Comment by astrange
5 days ago
You can get a lot of valuable work out of "unmanageable" academics if you figure out how to manage them. That's most of the secret of early Google's success. If we knew anything about the NSA it'd probably be how they work too.
Now this may be difficult in the UK because all jobs pay two quid a year, you have to live in a closet somewhere with a name like Pennyfarthing-upon-Longbottoms, and you can't get air conditioning without permission from the king.
The way you "manage" them is you water down their impact on the organization with a bunch of people who aren't academics.

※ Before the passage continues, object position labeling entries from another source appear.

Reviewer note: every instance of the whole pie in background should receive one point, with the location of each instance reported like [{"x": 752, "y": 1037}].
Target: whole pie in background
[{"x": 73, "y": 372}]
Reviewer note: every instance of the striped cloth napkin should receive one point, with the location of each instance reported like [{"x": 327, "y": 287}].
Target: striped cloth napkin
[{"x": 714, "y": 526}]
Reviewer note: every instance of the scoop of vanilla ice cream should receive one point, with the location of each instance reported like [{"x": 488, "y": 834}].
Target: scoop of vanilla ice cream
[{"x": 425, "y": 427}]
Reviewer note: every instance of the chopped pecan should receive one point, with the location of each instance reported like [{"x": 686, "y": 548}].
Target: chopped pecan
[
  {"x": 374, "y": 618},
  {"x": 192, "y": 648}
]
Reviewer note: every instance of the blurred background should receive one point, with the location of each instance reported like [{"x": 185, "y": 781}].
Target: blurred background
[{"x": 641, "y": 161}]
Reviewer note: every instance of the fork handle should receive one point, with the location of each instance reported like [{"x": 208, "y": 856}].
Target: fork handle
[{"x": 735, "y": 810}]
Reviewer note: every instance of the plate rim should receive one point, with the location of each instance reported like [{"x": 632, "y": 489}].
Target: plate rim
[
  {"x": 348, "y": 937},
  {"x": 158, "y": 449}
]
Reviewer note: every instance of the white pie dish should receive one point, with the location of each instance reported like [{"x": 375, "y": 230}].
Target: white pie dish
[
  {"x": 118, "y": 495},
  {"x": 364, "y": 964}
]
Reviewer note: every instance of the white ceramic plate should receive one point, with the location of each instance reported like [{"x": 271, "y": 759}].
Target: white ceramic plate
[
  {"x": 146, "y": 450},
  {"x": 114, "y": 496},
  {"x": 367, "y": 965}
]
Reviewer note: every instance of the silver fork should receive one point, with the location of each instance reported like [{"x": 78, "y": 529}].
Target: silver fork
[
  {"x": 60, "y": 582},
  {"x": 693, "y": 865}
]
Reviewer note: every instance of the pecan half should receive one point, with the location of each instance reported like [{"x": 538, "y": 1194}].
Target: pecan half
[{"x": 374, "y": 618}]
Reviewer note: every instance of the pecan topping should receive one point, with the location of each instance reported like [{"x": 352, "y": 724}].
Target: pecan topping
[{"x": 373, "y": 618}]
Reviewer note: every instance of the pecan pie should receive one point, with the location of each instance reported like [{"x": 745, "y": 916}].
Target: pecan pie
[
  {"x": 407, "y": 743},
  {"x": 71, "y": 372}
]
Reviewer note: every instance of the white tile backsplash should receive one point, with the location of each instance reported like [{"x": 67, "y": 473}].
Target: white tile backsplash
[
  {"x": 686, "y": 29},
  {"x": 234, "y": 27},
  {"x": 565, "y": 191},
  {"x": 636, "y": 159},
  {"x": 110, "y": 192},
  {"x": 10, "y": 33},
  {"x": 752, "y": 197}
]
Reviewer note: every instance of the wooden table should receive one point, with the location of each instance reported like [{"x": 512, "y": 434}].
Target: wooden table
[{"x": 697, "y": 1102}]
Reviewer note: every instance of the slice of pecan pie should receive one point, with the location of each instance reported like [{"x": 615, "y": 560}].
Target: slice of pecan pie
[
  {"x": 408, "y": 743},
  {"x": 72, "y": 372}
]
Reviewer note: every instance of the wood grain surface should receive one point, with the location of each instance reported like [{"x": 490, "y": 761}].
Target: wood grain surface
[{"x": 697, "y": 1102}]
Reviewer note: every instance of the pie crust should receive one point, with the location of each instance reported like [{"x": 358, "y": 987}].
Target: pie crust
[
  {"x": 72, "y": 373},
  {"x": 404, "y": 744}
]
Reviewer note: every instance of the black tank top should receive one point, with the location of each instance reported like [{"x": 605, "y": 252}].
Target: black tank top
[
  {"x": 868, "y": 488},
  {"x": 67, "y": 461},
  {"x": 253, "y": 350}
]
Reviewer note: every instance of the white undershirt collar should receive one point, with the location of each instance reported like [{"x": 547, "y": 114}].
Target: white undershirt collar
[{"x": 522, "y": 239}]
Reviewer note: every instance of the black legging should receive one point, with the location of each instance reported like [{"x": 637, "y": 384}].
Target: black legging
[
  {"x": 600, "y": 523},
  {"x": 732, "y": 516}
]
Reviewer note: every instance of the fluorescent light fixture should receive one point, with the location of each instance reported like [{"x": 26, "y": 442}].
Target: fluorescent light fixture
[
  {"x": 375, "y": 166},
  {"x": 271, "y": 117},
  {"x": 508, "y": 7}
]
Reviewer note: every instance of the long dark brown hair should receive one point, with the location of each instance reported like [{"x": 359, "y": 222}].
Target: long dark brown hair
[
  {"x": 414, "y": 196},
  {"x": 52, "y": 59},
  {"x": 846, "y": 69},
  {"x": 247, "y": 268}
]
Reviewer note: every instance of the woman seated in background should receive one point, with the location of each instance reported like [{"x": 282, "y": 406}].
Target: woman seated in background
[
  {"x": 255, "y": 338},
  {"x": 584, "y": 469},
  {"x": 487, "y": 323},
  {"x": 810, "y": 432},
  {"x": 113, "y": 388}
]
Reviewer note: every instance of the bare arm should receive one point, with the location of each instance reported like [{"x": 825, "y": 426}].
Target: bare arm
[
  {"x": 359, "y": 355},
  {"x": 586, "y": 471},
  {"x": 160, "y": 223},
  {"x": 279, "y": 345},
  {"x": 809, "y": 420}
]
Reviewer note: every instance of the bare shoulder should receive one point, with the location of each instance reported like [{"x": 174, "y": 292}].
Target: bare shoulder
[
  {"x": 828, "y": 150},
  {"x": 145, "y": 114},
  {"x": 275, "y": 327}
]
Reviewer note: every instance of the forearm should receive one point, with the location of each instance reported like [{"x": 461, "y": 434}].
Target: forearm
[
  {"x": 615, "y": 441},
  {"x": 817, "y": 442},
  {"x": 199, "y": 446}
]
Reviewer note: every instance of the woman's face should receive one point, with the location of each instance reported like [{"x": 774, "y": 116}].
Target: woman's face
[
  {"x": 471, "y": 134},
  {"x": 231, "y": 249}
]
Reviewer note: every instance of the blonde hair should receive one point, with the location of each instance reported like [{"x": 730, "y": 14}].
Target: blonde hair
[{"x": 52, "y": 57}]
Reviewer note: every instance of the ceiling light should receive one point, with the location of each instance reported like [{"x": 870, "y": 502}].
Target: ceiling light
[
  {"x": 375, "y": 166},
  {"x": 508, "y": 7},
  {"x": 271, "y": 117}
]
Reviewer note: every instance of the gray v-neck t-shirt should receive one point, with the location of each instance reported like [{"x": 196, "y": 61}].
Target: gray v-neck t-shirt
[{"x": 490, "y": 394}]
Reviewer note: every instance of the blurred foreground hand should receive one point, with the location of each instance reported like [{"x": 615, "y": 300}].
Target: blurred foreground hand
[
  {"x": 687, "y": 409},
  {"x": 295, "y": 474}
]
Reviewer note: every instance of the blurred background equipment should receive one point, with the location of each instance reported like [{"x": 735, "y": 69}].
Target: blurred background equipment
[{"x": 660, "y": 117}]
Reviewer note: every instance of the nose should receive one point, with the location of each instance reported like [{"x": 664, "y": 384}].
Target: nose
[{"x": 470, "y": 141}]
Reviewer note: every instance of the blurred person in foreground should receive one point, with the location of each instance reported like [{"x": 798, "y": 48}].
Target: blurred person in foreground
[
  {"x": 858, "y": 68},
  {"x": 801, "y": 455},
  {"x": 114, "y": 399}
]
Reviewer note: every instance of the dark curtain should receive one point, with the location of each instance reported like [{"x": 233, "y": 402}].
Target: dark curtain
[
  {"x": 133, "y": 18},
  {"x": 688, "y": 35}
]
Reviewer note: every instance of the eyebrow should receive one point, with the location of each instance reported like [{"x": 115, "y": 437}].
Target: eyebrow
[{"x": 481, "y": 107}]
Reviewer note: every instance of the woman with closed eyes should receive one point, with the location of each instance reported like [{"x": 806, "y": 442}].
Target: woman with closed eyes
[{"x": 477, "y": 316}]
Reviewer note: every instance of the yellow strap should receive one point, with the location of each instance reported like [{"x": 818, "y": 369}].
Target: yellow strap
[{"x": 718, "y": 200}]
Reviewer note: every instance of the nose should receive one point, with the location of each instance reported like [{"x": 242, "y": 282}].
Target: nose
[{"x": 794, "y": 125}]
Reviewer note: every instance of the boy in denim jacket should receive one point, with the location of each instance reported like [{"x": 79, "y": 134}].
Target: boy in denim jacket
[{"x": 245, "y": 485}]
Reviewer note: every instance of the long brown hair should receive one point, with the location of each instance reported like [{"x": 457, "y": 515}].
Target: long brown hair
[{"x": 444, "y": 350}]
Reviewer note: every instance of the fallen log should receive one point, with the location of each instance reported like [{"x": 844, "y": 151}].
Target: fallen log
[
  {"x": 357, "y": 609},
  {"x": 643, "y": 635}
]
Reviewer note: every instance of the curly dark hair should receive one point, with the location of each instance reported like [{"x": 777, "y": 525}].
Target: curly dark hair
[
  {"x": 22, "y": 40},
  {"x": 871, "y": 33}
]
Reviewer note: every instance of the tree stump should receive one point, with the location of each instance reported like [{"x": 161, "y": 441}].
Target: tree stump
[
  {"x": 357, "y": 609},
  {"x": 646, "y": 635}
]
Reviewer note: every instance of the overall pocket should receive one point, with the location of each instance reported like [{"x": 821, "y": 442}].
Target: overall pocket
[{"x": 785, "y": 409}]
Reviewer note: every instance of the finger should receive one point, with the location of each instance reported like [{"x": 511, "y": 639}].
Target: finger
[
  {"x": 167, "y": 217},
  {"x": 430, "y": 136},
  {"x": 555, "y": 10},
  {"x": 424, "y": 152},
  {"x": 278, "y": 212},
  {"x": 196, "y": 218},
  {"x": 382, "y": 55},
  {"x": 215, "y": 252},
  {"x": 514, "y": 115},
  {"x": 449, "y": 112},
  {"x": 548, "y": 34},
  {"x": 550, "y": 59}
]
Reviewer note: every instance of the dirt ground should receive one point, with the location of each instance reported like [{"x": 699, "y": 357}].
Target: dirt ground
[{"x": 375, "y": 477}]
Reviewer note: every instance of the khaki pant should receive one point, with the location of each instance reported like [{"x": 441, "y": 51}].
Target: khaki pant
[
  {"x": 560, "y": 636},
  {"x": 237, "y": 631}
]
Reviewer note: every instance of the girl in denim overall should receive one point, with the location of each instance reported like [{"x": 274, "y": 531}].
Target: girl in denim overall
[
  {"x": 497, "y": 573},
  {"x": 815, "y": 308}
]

Eh no not really. Google's early success came from PhD dropouts (Larry Page & Sergey Brin), combined with people like Jeff Dean and Sanjay Ghemawat (formerly at DEC), and the lesser known but no less critical Eric Veach (formerly Pixar).
Those are the people behind the core innovations that made Google so powerful: PageRank, MapReduce, BigTable, the indexing pipeline, protobufs/Stubby, GFS, AdWords, AdSense and the use of ML in both (iirc Veach was a key reason the ads system worked so well).
So none of the names I associate with early Google were academics. They all came from industry.
Renaissance Technologies as well. One of the top quant trading firms, with a bit of a mythical aura around them, was specifically seeded with academics, and it also has an academic-style internal environment (vs other quant funds, which also hire academics but leave most of the culture at the door).
Also seeded with NSA talent, with a founder who worked in academia and codebreaking, just to make your comment even more relevant.